Start with all those who have defaulted now, or will be in default within thirty days and have announced their intent to default (I know, you normally don’t get a lot of notice with some, but, with others, you do, take what you can get). Pay for those loans 100% of the amount loaned.
Investigate each loan on a case by case basis. A legal citizen, had a job story and now has a sob story, too bad, so sad, the government required these banks to entice people into these loans, you pay them off. Cash. No Printing!! Cut something, anything, but you pay the bills with the money we have now, no digging the hole deeper behind our backs.

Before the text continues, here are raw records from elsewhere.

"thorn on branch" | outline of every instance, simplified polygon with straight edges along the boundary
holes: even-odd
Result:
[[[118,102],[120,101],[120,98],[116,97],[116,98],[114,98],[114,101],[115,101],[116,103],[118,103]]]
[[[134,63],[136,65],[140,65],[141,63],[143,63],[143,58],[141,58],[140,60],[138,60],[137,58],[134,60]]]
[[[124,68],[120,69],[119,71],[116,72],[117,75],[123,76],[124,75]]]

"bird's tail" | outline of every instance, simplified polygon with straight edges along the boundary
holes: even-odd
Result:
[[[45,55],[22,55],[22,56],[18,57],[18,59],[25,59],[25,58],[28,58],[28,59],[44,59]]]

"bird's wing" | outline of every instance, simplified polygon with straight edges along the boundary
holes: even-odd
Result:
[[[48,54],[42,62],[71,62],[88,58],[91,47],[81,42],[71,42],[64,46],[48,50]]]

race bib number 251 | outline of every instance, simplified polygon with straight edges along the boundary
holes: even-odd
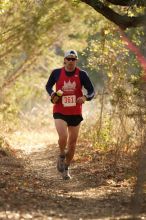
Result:
[[[64,107],[76,106],[76,96],[75,95],[63,96],[62,104],[64,105]]]

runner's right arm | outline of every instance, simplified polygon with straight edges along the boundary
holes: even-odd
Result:
[[[57,82],[59,75],[60,75],[60,69],[53,70],[49,79],[48,79],[48,82],[46,84],[46,90],[47,90],[48,94],[51,96],[51,102],[53,104],[55,104],[59,101],[59,96],[53,90],[53,86]]]
[[[55,69],[52,71],[52,73],[48,79],[48,82],[46,84],[46,90],[50,96],[55,92],[53,90],[53,86],[57,82],[59,75],[60,75],[60,69]]]

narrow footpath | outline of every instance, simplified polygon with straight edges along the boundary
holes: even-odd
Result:
[[[0,219],[133,219],[130,184],[105,178],[100,161],[96,173],[74,161],[73,178],[62,180],[54,130],[17,131],[10,139],[19,157],[0,155]]]

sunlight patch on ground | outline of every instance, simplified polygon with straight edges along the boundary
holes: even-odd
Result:
[[[9,142],[16,150],[25,154],[41,151],[48,145],[57,143],[57,133],[53,129],[16,131],[9,136]]]
[[[111,186],[101,186],[97,188],[89,188],[89,189],[85,189],[82,191],[78,191],[78,192],[69,192],[68,195],[71,196],[75,196],[76,198],[92,198],[92,199],[104,199],[105,197],[107,197],[107,195],[112,199],[115,199],[117,196],[112,193],[120,193],[122,190],[122,193],[124,195],[124,193],[126,194],[127,191],[129,191],[128,188],[116,188],[116,187],[111,187]]]
[[[55,215],[55,212],[53,210],[50,210],[50,215]],[[22,211],[3,211],[0,212],[0,219],[6,219],[5,217],[7,216],[7,219],[47,219],[47,220],[53,220],[53,218],[48,215],[44,215],[40,211],[38,212],[29,212],[29,213],[24,213]],[[61,216],[60,216],[61,217]]]

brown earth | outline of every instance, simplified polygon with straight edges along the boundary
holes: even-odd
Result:
[[[87,158],[79,141],[73,178],[65,181],[56,170],[56,142],[53,129],[9,135],[17,158],[0,154],[0,219],[134,219],[129,158],[115,168],[112,152]],[[146,219],[146,201],[135,219]]]

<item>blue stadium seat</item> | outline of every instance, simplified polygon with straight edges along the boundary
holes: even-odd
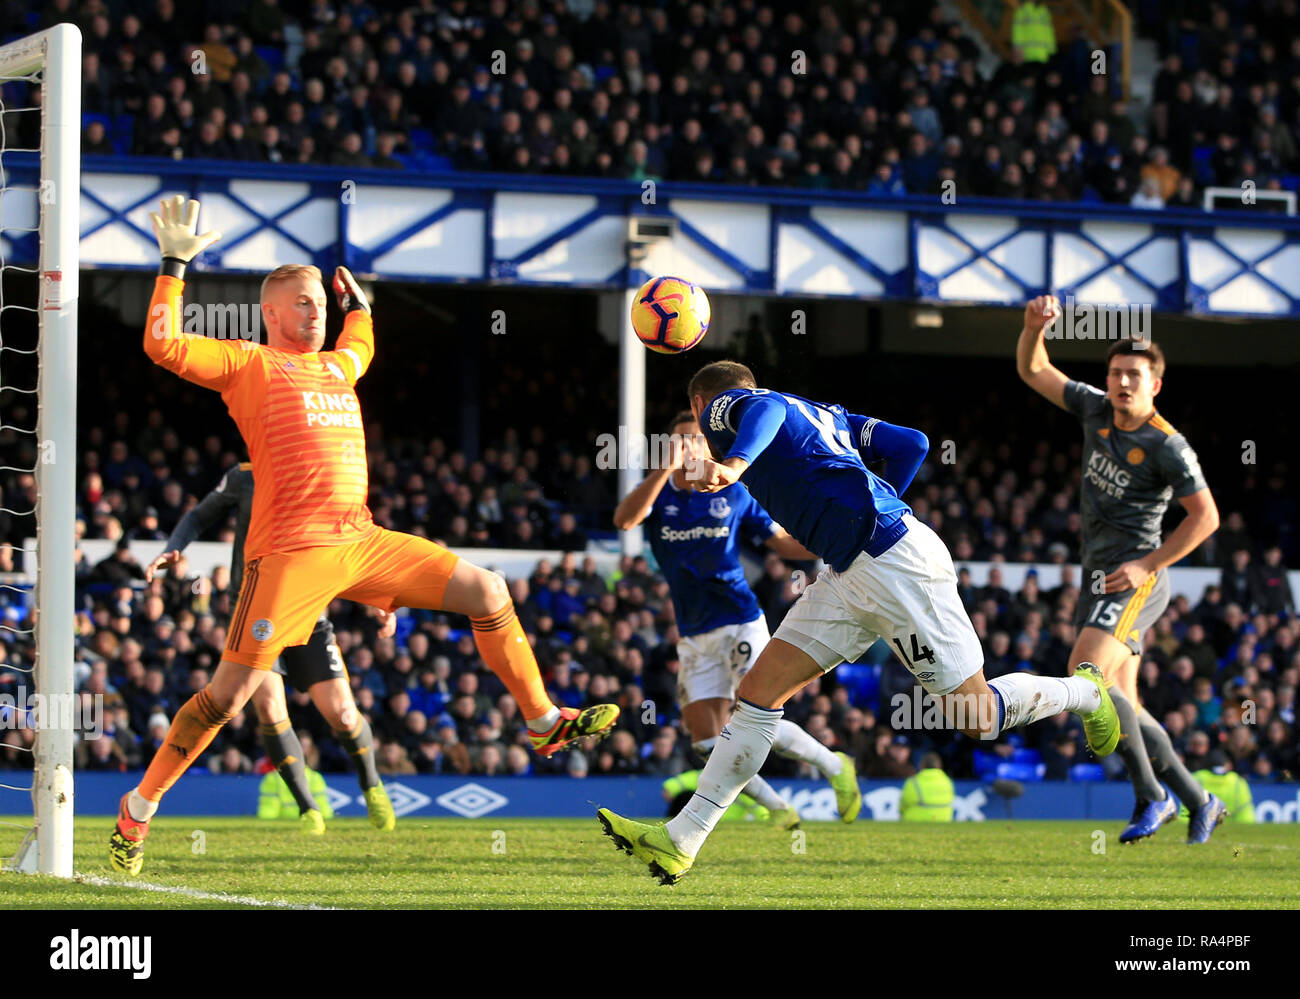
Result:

Bad loan, somebody scammed us? Prosecute, hard, fast, to the wall, in jail, bankrupt (and I mean, on-the-street-shirtless kind of bankrupt, no keep-the-malibu-home-and-jet golden parachutes). Life in prison until they can pay every dime of every loan. Once restitution is made (plus interest and penalties, of course…maybe we’ll use the IRS tables….hmmmm…this is getting fun, maybe I’ll run for this job), then they can get out, but they never get to work in the financial sector again. Not even as a bill collector.
Somebody up in the up and up did a bad thing? Ohhhh, now we get to punish the companies, too.
Then, just for fun, we investigate the sale of Lehman…and Wachovia. And all the way back to Bear Stearns. Something tells me those banks were stolen in the middle of the night. I can’t quite put my finger on it, but I’m sure the Central Bankers made a move on those banks, and this was the whole reason for this crisis, in fact…though now, I think they realize they’ve got a tiger by the tail, and if they can tame it, they can make out like bandits, making this their big play instead of just a side move. The real problem with that is, which one is their man, Obama, or McCain?